Cash For Annuity

Different types of private annuity trust, equity indexed immediately and variable annuity

 

Cash For Annuity

 

Annuities are an insurance product that is often found in many retirement portfolios. They can also refer to any income from investments of which settlements are paid monthly over a period of time. The two main categories of annuities are fixed and variable. A fixed annuity carries a set interest rate, while variable annuities are tied to investments - stocks, bonds, money market accounts - whose interest and earnings can fluctuate. When people want to get cash for annuities, they should know what kind of annuity they hold.

Annuities can also carry an insurance benefit, depending upon how they are structured. They can provide life income, death benefits, or payments to a beneficiary over time. Many people invest in annuities for peace of mind, to be able to count on a steady and predictable income from their investment. Some of them are part of a private annuity trust.

A fairly recent development in the annuities market is the equity index annuity. Equity indexed annuity is classified as a form of fixed annuity, because there is no direct investment in stocks or other market vehicles. They vary in the way interest is earned and credited by the insurance company that manages the investment. The investment cannot lose value and the fund has a minimum guarantee, but they can increase in value and pay higher interest.

When you invest in an annuity, or receive an annuity as a result of an award or settlement, the insurance company invests the full amount and pays you an agreed-upon monthly amount. The bulk of the capital continues to earn money while your monthly payments are deducted. Getting cash for an annuity can solve a short-term cash flow problem, and may also be the answer if the depreciation of the dollar means that your monthly income is less in real terms than you desire.

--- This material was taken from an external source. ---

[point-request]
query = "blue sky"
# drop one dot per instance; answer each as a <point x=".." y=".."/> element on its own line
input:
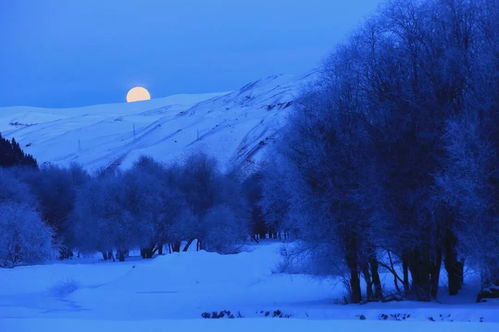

Many annuities take the form of an initial investment with a set future date for the commencement of monthly payments. However, for those who are ready to retire, an immediate annuity is also available. This can be either a fixed or a variable annuity that is set up so as to begin monthly payments immediately. Because you are in effect making immediate withdrawals from your investment, the total amount of interest that is accrued and the amount of the monthly payments you can receive may be less than they would be under the standard deferral form of annuity structure.

When you are considering an annuity investment, it is wise to consider all the options available: fixed and variable annuities, equity indexed, private annuity trust, and immediate annuity, and also to understand the circumstances under wish you may choose to get cash for your annuity.